Born in 1928, Mumbai, Padamsee completed his Diploma in Fine Arts from Sir J.J. School of Art, Mumbai in 1949 before moving on to the Stout State University, Wisconsin after receiving J.D. Rockefeller III Fellowship in 1965.
 
Padamsee’s first solo exhibition was held in Paris in 1952 at Galerie Saint Placide and since then has exhibited his works in several group and solo shows being held throughout his long career, he has participated in Biennales including the Venice in 1953 and 1955; Sao Paulo and Tokyo in 1959; Museum of Modern Art, Oxford in 1981; Royal Academy of Arts, London in 1982 and National des Arts Plastiques, Paris in 1985.

He was awarded the Padama Bhushan from Government of India in 2010. He is also the recipient of Kailash Lalit Kala Award, New Delhi in 2010; the Dayawati Modi Award in 2008; Lalit Kala Ratna, Lalit Kala Akademi, New Delhi in 2004; Kalidas Samman by the Madhya Pradesh Government 1997-98 etc. He also received the Jawaharlal Nehru Fellowship and made four short films in 1969-70.
 
Though very meticulous in his method, master colourist Akbar Padamsee’s drawings and paintings pulsate with throbbing energy. This is an artist whose work ranges from the figure to non-figuration; for Padamsee it not the categorization of his work which is of consequence, but rather its relationships with form, volume, space, time, and colour. He is acutely aware of every brush stroke; the process of creation is one of contemplation and articulation of thoughts and ideas. A keen student of Sanskrit, he is well versed with ancient texts and draws from these various influences in his art.

Padamsee’s pioneering spirit has allowed him to experiment with a wide range of mediums: the gamut of the traditional ones to his recent experiments with photography and digital printmaking. Whatever his chosen medium, the artist conveys a command over space, form and colour. Although he is best known as a painter, Padamsee has experimented with film-making, sculpture, and writing as an art critic as well. Padamsee graduated with a diploma in painting and series of sculpture classes behind him. In an interview with Dnyaneswar Nadkarni, he comments: “In those days, learning painting in that tree-studded campus was a heady experience.” An ex-professor from the school describes him as an “aristocratic intellectual, aloof from the usual hurly-burly of the school,” showing a rare seriousness and sense of direction as an artist. 

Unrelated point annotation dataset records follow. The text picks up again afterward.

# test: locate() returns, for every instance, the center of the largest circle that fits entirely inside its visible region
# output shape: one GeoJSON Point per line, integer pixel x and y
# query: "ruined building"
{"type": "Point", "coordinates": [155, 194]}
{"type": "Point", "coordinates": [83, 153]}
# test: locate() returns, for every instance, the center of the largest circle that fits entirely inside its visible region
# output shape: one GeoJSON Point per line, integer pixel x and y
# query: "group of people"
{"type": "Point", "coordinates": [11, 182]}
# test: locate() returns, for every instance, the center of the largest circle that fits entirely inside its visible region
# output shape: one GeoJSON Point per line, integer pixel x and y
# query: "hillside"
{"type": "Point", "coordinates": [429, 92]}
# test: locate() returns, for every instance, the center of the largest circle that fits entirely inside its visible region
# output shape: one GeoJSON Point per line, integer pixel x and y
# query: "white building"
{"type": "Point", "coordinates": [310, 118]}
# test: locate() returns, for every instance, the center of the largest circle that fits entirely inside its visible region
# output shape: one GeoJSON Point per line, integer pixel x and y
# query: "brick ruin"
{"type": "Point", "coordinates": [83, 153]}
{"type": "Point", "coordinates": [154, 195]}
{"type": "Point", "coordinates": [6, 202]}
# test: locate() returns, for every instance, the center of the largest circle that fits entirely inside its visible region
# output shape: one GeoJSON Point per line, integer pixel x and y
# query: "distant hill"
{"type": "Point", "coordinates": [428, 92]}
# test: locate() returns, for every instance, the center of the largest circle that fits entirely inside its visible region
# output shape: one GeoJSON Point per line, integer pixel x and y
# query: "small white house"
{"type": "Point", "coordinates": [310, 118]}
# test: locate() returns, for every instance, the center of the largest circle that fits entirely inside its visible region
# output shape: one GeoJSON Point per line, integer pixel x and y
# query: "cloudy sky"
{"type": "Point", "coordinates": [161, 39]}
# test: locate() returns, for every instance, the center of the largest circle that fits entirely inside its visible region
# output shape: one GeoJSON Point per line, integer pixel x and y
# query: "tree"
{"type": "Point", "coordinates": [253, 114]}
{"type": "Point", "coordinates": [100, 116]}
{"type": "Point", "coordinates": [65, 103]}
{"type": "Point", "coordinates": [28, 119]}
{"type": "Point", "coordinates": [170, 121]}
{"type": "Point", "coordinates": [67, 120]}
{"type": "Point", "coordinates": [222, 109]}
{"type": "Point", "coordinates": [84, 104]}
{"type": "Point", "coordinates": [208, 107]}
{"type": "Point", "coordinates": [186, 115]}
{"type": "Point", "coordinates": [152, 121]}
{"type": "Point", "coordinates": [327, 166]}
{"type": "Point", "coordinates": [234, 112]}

The most familiar works from his extensive oeuvre are the metascapes and mirror images, and the figures and heads, which he keeps oscillating between. The metascapes are a development from landscapes, while the mirror images show his concern with the duality of existence, of form and space. The figure is treated not as an individual, not even in the heads where the association with portraiture is even stronger. The only occasion when he has handled portraits of known people, was in 1997, with his Gandhi series of works on paper in watercolour and charcoal. 

Akbar Padamsee lives and works in Mumbai.